11-year-old: Can I join the swim team? You won’t have to do anything for it.
Me: Who’s going to get your to and from all the practices and meets and pay for everything?
11: Other than that.
Me: I like my whiskey like my marriage
Bar tender: On the rocks?
Me: What? No. Full of coke
Have I ever steered you wrong?
*flashback to you at zoo in bear suit
Me: They wont attack if ur dressed like one of them, now go get my ball
HAMMOND: and then I extract the dinosaur blood from the mosquitoes
DR. GRANT: are you gonna use it to clone them?
HAMMOND: *takes sip from trex blood smoothie* use it to what?
Every once and a while you come across a person full of zest for life, that person is the reason they invented chloroform.
Apparently, this is how the world ends.
My kids challenged me to a cartwheel contest.
Long story short, now my chiropractor has a new boat.
Only death will keep me from you.

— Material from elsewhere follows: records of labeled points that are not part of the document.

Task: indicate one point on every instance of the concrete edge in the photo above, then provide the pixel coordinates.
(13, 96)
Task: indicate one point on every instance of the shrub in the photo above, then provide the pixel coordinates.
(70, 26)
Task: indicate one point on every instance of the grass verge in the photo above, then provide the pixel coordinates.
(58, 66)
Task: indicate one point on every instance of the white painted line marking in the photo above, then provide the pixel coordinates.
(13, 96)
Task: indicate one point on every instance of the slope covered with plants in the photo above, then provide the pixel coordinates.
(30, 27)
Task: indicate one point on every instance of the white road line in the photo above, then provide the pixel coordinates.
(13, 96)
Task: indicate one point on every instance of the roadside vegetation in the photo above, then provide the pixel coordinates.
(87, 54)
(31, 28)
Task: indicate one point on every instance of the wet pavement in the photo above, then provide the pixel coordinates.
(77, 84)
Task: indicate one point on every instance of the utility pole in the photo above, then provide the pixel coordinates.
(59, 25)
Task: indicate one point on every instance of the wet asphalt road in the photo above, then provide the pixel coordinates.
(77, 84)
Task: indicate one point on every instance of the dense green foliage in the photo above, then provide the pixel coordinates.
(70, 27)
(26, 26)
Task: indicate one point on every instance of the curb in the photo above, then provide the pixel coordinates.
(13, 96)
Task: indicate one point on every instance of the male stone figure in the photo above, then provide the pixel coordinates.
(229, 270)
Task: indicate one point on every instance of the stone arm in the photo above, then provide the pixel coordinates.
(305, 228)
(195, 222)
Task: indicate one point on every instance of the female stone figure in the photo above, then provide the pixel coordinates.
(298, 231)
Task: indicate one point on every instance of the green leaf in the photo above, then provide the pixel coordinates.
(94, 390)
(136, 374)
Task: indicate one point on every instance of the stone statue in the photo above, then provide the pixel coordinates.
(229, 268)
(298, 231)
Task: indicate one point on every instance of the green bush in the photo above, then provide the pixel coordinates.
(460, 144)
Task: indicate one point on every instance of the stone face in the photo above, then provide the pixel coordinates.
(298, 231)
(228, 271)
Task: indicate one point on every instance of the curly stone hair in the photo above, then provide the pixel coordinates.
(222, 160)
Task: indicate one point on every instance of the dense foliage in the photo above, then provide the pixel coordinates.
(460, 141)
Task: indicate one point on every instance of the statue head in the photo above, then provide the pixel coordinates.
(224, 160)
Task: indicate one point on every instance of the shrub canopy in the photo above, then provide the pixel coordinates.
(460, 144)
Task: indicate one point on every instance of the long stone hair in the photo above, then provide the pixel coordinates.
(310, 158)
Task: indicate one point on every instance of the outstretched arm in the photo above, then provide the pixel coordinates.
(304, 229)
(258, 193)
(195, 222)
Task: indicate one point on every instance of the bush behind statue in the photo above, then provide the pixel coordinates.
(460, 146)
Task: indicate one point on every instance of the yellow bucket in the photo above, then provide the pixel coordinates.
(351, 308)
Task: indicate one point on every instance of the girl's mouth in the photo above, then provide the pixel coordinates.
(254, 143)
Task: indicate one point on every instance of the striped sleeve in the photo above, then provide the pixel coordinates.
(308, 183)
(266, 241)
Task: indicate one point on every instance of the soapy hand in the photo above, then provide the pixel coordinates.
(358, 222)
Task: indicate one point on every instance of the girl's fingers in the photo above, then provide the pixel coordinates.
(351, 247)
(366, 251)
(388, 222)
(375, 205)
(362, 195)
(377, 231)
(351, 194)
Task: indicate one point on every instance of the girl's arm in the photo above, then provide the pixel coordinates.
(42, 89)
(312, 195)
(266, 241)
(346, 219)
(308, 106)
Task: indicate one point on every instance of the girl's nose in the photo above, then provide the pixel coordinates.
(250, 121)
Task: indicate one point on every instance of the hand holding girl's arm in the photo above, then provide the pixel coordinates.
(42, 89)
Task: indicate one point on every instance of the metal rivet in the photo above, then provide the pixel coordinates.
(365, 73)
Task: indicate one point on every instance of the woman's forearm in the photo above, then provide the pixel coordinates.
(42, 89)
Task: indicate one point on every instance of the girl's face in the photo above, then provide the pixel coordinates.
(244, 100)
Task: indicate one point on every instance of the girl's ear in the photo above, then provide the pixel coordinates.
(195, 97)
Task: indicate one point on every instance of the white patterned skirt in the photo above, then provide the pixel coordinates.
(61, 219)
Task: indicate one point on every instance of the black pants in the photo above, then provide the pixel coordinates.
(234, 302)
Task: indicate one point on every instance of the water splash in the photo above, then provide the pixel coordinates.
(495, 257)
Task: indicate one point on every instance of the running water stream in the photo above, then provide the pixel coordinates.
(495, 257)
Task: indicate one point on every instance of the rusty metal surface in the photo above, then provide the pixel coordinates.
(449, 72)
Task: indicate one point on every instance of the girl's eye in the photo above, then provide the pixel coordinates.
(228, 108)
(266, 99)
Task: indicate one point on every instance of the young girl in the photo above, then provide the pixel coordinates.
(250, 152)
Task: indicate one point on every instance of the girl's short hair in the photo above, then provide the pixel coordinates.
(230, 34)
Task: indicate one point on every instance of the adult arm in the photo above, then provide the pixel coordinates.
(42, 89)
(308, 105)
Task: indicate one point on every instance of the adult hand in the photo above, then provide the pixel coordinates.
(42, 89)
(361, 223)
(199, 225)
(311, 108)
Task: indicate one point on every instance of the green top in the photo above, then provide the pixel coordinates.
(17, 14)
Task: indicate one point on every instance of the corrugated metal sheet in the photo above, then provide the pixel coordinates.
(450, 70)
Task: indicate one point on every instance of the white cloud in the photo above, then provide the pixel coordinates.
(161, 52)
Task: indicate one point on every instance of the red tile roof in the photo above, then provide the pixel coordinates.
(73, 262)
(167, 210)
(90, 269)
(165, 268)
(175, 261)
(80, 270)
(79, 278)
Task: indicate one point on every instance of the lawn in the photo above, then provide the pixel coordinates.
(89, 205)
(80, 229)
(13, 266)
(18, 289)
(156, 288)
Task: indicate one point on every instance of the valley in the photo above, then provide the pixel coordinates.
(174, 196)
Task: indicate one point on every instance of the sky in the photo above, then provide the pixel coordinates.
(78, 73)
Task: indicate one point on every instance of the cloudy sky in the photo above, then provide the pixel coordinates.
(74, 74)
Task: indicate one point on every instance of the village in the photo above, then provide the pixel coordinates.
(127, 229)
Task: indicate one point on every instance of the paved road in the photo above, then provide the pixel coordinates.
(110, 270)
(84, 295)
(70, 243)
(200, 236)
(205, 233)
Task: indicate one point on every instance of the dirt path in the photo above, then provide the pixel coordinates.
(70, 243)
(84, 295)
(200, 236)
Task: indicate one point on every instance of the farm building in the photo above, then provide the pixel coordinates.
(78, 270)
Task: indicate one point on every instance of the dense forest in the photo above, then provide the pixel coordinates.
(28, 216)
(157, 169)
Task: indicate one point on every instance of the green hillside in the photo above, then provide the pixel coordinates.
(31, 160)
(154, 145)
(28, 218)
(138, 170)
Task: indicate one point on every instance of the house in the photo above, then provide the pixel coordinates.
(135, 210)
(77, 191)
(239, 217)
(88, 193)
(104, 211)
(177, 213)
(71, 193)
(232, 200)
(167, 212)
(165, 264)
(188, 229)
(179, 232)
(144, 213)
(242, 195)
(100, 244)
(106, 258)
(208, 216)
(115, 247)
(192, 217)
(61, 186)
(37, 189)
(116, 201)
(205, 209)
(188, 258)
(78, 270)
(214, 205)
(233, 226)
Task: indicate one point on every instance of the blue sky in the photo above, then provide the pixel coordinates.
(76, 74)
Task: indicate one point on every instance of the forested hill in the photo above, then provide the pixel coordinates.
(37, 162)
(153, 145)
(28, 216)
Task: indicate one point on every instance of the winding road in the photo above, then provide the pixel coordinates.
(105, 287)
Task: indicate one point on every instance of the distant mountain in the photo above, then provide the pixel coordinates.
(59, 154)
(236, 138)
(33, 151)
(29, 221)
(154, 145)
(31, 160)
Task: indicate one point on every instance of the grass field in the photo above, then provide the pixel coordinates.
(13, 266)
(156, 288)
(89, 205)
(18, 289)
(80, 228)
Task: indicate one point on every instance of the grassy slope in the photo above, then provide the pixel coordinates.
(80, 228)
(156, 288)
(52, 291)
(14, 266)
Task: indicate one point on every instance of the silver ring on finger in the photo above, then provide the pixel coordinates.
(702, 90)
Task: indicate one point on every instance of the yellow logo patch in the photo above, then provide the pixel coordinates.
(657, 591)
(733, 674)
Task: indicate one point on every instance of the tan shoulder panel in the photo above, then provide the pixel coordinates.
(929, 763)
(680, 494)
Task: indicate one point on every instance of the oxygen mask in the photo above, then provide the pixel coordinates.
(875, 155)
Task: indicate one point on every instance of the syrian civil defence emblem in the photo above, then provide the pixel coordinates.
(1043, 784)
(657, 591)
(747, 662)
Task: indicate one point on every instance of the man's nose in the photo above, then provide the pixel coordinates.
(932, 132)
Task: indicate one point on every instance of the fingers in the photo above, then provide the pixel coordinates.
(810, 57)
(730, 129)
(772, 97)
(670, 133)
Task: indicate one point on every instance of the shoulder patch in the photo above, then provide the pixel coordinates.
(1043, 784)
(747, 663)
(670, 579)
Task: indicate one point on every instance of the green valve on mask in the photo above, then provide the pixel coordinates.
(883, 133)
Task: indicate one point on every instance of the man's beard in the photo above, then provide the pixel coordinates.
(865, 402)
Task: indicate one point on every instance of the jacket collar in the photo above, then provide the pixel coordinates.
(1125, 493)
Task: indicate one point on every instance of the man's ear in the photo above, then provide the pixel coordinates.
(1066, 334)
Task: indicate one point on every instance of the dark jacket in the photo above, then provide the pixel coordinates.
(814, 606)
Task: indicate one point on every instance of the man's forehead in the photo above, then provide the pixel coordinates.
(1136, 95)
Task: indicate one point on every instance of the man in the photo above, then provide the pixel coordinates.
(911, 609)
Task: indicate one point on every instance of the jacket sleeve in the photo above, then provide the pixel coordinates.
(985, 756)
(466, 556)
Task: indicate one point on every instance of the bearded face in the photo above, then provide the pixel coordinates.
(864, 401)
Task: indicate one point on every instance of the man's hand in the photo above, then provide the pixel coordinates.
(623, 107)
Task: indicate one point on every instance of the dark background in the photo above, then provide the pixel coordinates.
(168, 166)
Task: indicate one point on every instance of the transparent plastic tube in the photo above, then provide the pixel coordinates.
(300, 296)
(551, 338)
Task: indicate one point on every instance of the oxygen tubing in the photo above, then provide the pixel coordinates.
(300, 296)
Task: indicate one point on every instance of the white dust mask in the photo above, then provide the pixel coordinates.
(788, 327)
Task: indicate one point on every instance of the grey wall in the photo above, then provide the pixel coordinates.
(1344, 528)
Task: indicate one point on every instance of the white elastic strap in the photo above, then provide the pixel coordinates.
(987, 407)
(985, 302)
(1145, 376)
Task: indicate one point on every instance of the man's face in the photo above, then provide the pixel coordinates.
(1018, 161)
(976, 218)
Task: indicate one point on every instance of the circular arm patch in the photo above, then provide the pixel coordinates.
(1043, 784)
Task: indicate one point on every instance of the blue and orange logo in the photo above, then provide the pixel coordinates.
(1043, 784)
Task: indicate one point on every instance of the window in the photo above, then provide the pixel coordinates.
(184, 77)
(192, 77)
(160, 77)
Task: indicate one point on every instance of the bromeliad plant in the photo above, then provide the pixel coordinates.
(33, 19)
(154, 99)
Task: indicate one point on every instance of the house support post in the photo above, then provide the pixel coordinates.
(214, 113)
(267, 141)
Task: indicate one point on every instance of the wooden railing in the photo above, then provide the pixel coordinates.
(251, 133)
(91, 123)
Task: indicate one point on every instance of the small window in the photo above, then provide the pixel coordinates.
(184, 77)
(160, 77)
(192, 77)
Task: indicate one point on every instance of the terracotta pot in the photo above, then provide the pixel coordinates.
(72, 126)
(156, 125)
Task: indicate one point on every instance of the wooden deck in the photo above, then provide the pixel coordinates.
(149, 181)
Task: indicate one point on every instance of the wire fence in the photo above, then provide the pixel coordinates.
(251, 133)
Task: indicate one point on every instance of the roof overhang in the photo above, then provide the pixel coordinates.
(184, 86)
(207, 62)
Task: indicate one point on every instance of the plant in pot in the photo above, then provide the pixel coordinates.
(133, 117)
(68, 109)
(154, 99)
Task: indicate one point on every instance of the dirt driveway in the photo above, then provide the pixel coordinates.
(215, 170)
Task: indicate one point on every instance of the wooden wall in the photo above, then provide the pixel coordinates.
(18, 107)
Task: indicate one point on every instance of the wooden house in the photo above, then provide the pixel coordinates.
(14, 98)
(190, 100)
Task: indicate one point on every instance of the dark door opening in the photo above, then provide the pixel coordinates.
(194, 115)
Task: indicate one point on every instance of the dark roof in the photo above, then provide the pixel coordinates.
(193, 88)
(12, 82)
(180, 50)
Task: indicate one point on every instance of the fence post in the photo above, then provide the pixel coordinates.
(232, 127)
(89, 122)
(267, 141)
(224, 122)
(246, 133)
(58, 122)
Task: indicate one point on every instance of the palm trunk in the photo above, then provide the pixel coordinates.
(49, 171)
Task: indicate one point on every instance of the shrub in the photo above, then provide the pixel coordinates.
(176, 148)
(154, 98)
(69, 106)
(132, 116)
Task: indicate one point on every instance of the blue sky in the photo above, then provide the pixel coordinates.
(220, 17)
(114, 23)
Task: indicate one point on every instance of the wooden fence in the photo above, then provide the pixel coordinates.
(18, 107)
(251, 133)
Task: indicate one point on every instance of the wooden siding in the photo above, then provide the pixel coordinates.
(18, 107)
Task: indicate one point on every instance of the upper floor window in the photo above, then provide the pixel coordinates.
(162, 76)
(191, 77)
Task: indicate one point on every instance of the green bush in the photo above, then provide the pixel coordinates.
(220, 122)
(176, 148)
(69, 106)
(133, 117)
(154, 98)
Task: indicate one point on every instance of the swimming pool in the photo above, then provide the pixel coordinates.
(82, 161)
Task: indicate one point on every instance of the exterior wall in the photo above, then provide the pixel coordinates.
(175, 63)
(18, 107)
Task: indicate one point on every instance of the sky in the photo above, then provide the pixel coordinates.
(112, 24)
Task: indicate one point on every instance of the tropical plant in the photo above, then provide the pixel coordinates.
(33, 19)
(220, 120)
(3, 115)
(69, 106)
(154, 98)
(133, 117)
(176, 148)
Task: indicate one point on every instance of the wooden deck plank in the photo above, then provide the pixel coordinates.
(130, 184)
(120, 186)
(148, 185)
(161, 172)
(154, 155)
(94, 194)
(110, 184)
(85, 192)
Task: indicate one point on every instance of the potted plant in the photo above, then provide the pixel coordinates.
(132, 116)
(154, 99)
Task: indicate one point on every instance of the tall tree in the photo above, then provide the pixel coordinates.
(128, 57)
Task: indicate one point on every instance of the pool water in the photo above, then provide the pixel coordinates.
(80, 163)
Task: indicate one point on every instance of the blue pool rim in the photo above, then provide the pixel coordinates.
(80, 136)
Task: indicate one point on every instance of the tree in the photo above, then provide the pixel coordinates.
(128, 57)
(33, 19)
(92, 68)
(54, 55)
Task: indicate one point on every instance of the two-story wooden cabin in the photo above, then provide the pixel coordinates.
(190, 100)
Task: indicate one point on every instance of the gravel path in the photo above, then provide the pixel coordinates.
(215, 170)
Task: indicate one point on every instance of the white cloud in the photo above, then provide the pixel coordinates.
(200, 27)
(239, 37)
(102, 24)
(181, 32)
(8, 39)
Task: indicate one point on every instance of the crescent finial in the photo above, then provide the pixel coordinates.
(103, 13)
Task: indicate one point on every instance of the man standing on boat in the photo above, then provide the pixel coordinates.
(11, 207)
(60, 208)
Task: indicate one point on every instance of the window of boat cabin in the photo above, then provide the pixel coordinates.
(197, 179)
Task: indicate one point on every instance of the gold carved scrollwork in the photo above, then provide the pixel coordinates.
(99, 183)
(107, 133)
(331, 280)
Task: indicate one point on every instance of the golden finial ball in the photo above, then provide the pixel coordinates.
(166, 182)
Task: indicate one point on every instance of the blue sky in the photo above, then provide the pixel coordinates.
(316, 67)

Or cake. Or Netflix. Or kittens….hold on, I have a list.
When the ex asks to be friends… it’s like your mum telling you that your dog is dead but you can keep it.
iPods will never teach kids to be ready to jump over sofas to push the “Rec” button on the tape deck when your song comes on.
Yes I’m full of microplastics but it’s actually been helpful. It’s given me superpowers. I can communicate with Tupperware
[Dog doing something I don’t want him to do]
Me: No
Dog: “Dear Sir or Madam: Thank you for your thoughts on the matter. We shall take them under advisement.”
It’s beginning to cost a lot like Christmas
Wrestling is obviously fake.
Why would two people fight
over a belt when neither of
them are wearing pants?
People who think I’m boring should see the Excel spreadsheet I’ve designed to present all the data to the contrary. The macros alone will convince you.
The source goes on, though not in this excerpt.